One big idea that Thin Elk iterated was that “spirit is energy and energy is spirit.”
“There’s no religion to it, no ceremony, nothing,” Thin Elk said. “It’s just the way of being a human being. Once you do that, then go to your religion, or you go to your spiritual way of life, go to whatever, then you understand why you’re there.”
Another of Thin Elk’s points was the importance of living day-by-day instead of worrying about the past or future.

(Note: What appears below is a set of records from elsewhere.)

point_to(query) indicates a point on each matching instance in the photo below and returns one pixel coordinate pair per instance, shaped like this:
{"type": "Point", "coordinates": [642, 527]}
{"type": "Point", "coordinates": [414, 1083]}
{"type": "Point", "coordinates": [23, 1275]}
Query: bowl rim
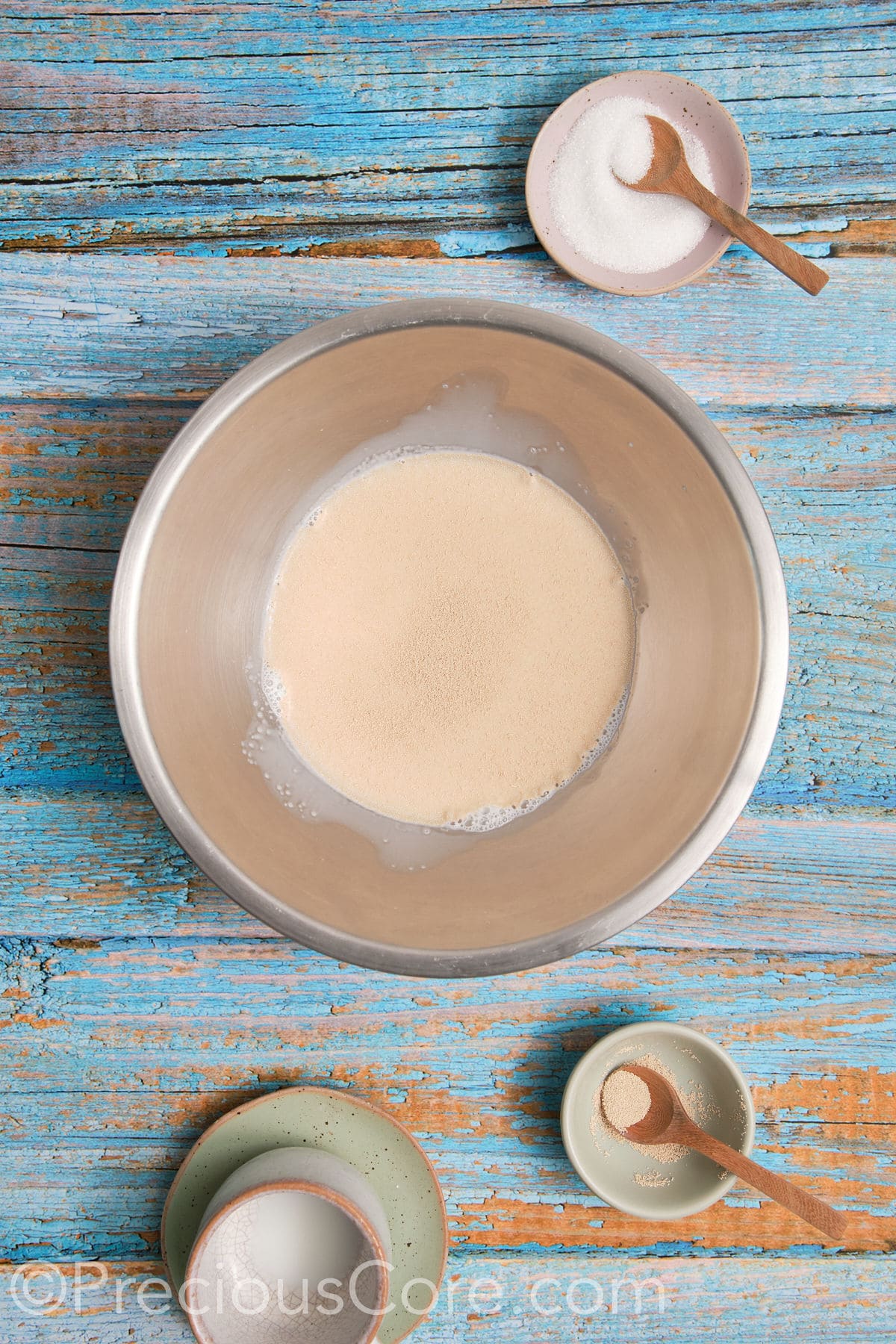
{"type": "Point", "coordinates": [541, 217]}
{"type": "Point", "coordinates": [685, 1207]}
{"type": "Point", "coordinates": [302, 1186]}
{"type": "Point", "coordinates": [509, 956]}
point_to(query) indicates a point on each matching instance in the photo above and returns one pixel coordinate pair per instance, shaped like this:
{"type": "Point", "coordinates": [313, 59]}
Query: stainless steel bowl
{"type": "Point", "coordinates": [707, 691]}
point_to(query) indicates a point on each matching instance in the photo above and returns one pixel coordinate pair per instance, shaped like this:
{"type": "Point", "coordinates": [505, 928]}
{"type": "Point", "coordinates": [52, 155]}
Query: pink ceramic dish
{"type": "Point", "coordinates": [679, 100]}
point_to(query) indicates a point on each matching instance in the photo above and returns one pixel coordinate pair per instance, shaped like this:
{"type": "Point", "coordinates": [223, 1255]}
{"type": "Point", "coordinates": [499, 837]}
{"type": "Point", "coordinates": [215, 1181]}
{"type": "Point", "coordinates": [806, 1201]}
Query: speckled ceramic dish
{"type": "Point", "coordinates": [385, 1155]}
{"type": "Point", "coordinates": [640, 1182]}
{"type": "Point", "coordinates": [677, 100]}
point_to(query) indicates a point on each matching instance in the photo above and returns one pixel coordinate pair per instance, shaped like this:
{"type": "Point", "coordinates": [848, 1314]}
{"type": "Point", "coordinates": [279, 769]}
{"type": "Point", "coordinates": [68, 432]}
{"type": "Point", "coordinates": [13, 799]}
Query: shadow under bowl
{"type": "Point", "coordinates": [190, 606]}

“You can exist and try to exist in yesterday, or try in anticipation of tomorrow, but you’re just existing,” Thin Elk said. “You can’t live tomorrow, you can’t live yesterday. The only day you can live is today. And if you do that in the way we put it up there, you’re going to find your spirit and your spirit is eternity.”
Thin Elk’s lecture at USD is part of his Red Road teachings that he’s been speaking on around the world since 1980. There will be a Red Road Gathering on Sept. 26 and 27 at the Vermillion Armory.
The Native Voices exhibit will be in the I.D. Weeks Library on the second floor until Sept. 25, and there will also be lectures and discussions on Sept. 4, 11 and 18.
Thin Elk said he believes Native American students on campus could find pride and affirmation in who they are because of the exhibit and lecture series.
“We have voice here, we have representation here,” Thin Elk said. “We have elders that are here, we have people that are presenting here. It shows us that we don’t have to give up our culture, our teachings and our language to be able to also be educated, highly-skilled in academia.”